I'm vegetarian but it seems by some cruel twist of fate that him upstairs made the Iberian pig the tastiest thing on the planet. 

Where I used to cruise by rows of cumberlands on my way to stock up on celery and tofu in england I'm now spending an inordinate amount of time staring at those bad boys. 

As one meat eating friend once said to me over a beer round the campfire "it's hard to give up the red stuff". As a closet chorizo eateing "vegetarian" I agree. 

But, I'm pretty new to this world so would like to solicit some ideas about how you enjoy chorizo - 
- how do you normally eat it? 
- there seems quite a range at the supermercado and I don't have enough years left to sample them all do which ones feature in your top 5? 
- is there some kind of DOC classification for quality like with wines?


----------



## neddie (Jun 11, 2012)

.....this should set you on your way !! 

Chorizo - Spanish Pork Sausage - Spanish Chorizo

.....the fabada asturiana should be good.


----------



## Navas (Sep 2, 2012)

expatmat said:


> - how do you normally eat it?


With a large tomato cut in half and drizzled with olive oil and a bit of salt (rub the two halves of the tomato together) - and a chunk of bread.

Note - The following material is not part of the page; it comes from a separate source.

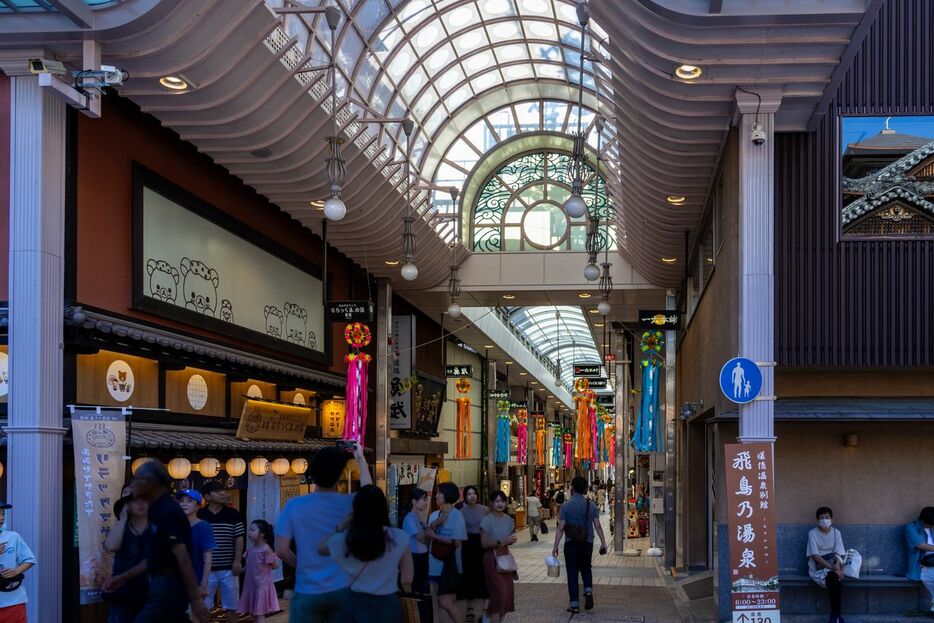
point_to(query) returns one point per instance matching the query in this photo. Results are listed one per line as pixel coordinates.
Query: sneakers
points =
(588, 601)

Or get some cooking chorizo, fry it, add some red wine and cook it a couple more minutes. Eat with a chunk of bread to mop up the juices.

Yum!

Keep it simple


----------



## Uncover English (Apr 12, 2013)

*With bread*

In Argentina, we eat it with bread cut in halves as if you were eating a sandwich


----------



## Calas felices (Nov 29, 2007)

You can have it with horse meat too!!
Horse chorizo from Palencia (300gr)


----------



## thrax (Nov 13, 2008)

Try this:
250g good-quality semi-cured whole
chorizo
2 cloves of garlic
4 tbsp red wine vinegar
1 tbsp runny honey

Chorizo: Slice the chorizo into 2cm rounds (I cube it into 1 cm cubes). Put into the small frying pan with a splash of olive oil and toss occasionally until golden and crisp. Lightly bash 2 unpeeled cloves of garlic with the heel of your hand or the bottom of a saucepan and add to the pan. Carefully drain away most of the fat, leaving about 1 tablespoon of it behind. Add the red wine vinegar and runny honey and leave to reduce down to a really sticky glaze. Keep an eye on it, giving the pan a shake every so often so it doesn’t catch.

Serve hot with tortilla or rice or pitta bread or whatever takes your fancy.... let it cool a bit and serve it with a salad with cooked red peppers. Lovely


----------